I'm not sure what phone calls he has seen on TV, but I'm curious why he thought this was just fictional before now!

Then he asked, "How did you save your contacts?" and I laughed at the modern vernacular. I told him about address books and planners and how we could write phone numbers in them, but most of the time we just memorized them. He can't even imagine having to do that. How can a brain retain such information? Clearly, we were numerical geniuses to host such a catalog in our mind palaces. Remember how you could even memorize the sound the different phone numbers made as you dialed? Kind of like a song or jingle? Beep, Beep, Boop, Beep, Beep, Beep, Boop (that's my childhood phone number from before we had to use area codes for local calls). Now the numbers are silent and oh, so boring, and a lot of people don’t know their own phone numbers, let alone anyone else’s.

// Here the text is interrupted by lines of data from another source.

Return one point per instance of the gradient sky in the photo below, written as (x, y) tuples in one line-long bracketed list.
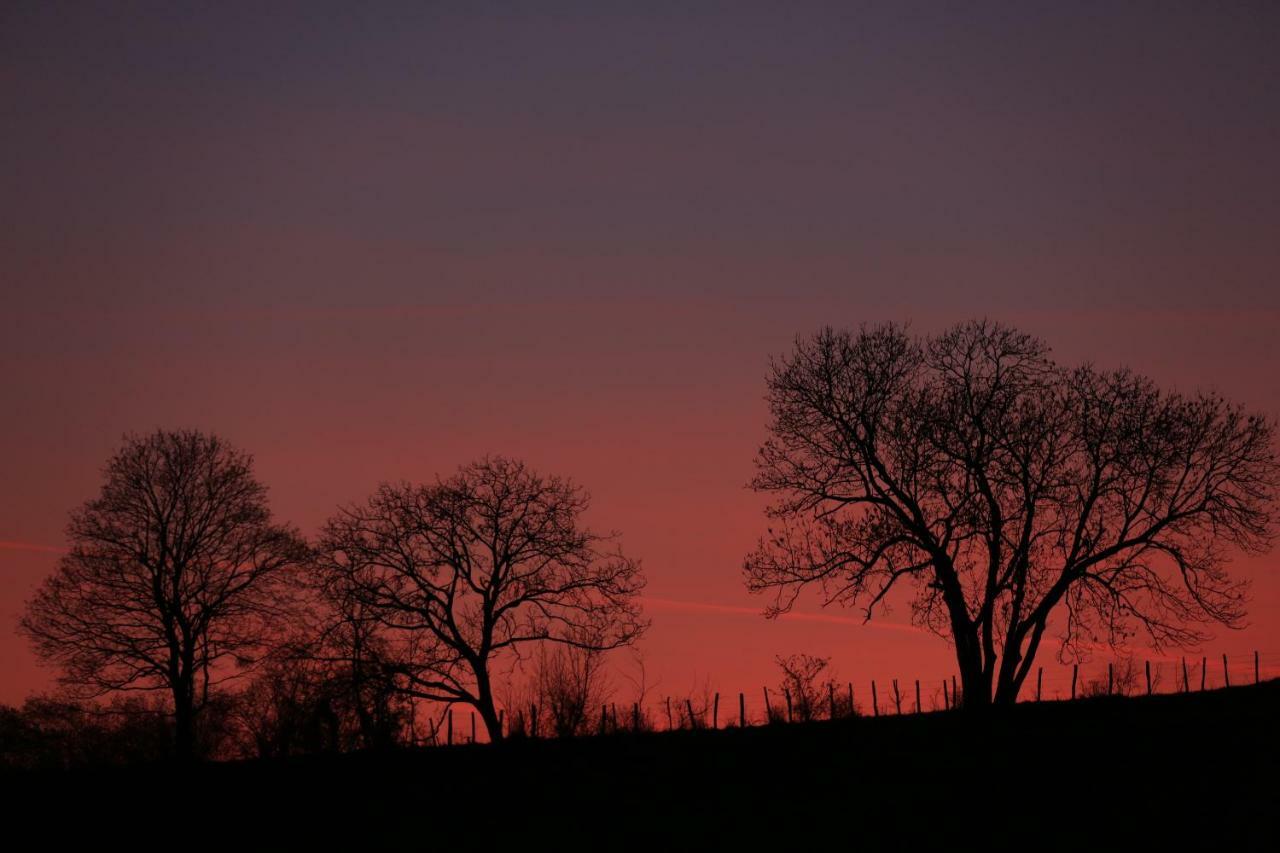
[(374, 243)]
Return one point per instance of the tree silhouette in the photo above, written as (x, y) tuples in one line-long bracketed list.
[(174, 575), (464, 570), (1013, 493)]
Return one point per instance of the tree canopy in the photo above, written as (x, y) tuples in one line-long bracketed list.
[(475, 566), (172, 579), (1013, 495)]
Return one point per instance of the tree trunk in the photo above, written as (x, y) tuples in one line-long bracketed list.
[(484, 705), (184, 724)]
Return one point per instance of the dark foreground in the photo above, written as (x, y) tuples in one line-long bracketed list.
[(1188, 771)]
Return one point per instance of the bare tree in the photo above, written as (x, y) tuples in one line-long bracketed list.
[(174, 575), (809, 683), (570, 687), (476, 566), (1006, 489)]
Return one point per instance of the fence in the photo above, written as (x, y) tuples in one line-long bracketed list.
[(880, 697)]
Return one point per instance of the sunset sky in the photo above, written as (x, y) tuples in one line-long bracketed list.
[(374, 243)]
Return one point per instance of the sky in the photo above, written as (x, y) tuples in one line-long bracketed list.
[(373, 242)]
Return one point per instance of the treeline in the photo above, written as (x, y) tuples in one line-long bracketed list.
[(250, 639)]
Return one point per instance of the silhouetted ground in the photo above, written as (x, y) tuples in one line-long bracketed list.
[(1189, 771)]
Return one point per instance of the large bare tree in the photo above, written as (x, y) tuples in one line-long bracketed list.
[(174, 575), (464, 570), (1014, 496)]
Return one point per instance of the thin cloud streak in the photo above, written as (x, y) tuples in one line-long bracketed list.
[(675, 603), (10, 544)]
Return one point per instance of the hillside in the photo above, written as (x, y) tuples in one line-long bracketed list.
[(1197, 769)]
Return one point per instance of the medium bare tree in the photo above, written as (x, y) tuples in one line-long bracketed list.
[(174, 575), (467, 569), (1010, 492)]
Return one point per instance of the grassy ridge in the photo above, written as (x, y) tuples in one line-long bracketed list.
[(1191, 770)]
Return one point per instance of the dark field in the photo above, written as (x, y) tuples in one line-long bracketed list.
[(1188, 771)]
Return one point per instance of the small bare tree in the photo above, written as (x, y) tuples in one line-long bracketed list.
[(465, 570), (571, 687), (174, 576)]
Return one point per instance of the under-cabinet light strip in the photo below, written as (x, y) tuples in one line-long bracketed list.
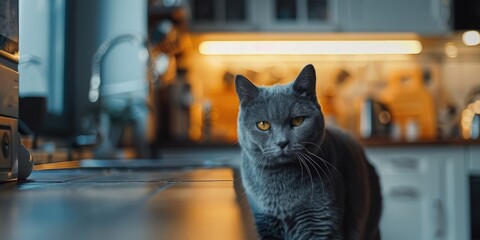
[(347, 47)]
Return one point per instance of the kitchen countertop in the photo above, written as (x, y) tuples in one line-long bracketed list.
[(156, 200)]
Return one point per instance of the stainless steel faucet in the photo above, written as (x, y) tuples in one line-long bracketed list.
[(136, 110)]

(I still keep a few current phone number memorized for emergencies. It’s hard work on the modern-day brain, and yet, I can still recite at least 20 obsolete phone numbers from my childhood. You wanna go back to 1998 and call my friend Steve? 969-6060).

A few months ago, Scotty and I taught our kids about “long distance” calls. Even though I grew up with it, I sometimes forget that it used to be that way - that I couldn’t call my cousins without having to pay extra money, and they only lived half an hour away! Now I can call my husband when he’s in South America or just send him a quick text like it’s nothing!

It’s actually quite incredible (and terrifying) to consider how rapidly technology has grown during Nicky’s lifetime. The differences between what’s become available during his childhood compared to my childhood is much more vast than when you compare my childhood to my parents’ childhoods. Even the difference between what Nicky was born with and what Eva was born with (eight years) is a bit shocking.

I can’t wait til I get to tell my grandkids about how we used to have to walk and drive places because “back in my day” we couldn’t teleport.